IWC honored its Ingenieur line this year by reissuing the one created by design maestro Gerald Genta in 1976 in its original 40mm size – a watch considered so large at the time that it was dubbed the Jumbo.

Piaget has just introduced a 36mm “unisex” version of its Polo Date, down from the standard 42mm. A press release touted it as designed to “encapsulate today’s mood.”

Even pilot watches, which are characteristically large to be as legible as possible, are shrinking in size. Zenith introduced the 40mm this year.

New models are also declining and this is related to fashion. Hublot’s Big Bang? It’s not that big anymore. The brand’s flagship collection, which helped start the big watch trend in the 1990s, has reached 45mm. A new version of the Spirit of Big Bang was introduced this year in 32mm and is not billed as a ladies piece.

Panerai, another brand known for its large proportions, released the Radiomir Quaranta (Italian for “40”) in 40mm this year. For some brands, downsizing a watch to 40mm means little more than downsizing from 41mm or 42mm. Panerai’s average size is 45mm and they regularly produce 47mm watches.

“We are a world leader in large watches, but the Radiomir Quaranta is a new classic for Panerai, one that can be worn by both women and men,” says CEO Jean-Marc Pontrouet. “Last year we launched Luminor Quaranta [40mm], and it was a great success. We found that 60% of the buyers were men and 40% were ladies, which we did not expect.”

Danny Govberg, chairman of pre-owned watch giant WatchBox, says a new wave of collectors is partly behind the change. “It’s not just a love of vintage,” he says. “It’s driven by the next generation of buyers. People like my son want a watch that is more comfortable to wear than what my generation is used to.”

It’s a preference that infuses modern design with a new sense of gender neutrality, to the point where some brands have abandoned the tradition of categorizing watches on their websites and in catalogs as women’s or men’s. Instead, searches can be made by size, materials, and style.

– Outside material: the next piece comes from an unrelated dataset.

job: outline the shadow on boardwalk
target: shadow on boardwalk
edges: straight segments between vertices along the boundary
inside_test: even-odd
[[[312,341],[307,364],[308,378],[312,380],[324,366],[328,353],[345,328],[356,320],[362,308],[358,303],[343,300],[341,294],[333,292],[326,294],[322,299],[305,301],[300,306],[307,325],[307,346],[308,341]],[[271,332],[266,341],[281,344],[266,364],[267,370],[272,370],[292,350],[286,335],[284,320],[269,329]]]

“We’re seeing more unisex watches and smaller sizes,” says WatchBox CEO Justin Reiss. “You see it with Cartier, the smaller tanks and pashas, ​​the popularity of Crash. We have seen it with Audemars Piguet and its wider spread of 37mm and 39mm Royal Oak models this year, which were previously 44mm and larger.”

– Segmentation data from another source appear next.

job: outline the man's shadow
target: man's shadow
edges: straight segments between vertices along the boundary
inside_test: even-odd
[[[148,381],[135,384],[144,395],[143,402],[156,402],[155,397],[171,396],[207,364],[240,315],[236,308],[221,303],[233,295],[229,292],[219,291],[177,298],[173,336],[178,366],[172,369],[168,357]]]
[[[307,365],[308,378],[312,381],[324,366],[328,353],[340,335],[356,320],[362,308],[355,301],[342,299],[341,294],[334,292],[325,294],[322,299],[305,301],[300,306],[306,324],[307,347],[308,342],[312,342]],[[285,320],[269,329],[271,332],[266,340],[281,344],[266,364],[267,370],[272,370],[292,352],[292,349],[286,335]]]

Men wear what used to be defined as women’s watches, he says, a distinction that was often just one of size. “They want something more elegant, more sophisticated,” Reiss says. “Which is not to say they want something light in terms of content. They still want complications, they just want them to be smaller.

“When we made our 36mm automatic Tonda PF last year, it was originally designed for ladies, but many men were looking for this size, especially collectors,” says Parmigiani Fleurier CEO Guido Terreni. “Similarly, many women have taken an interest in our 40mm watches.”

Among Parmigiani collectors, Terreni has noticed a preference for smaller boxes. “I don’t think a big bold statement is considered very sophisticated anymore,” he says.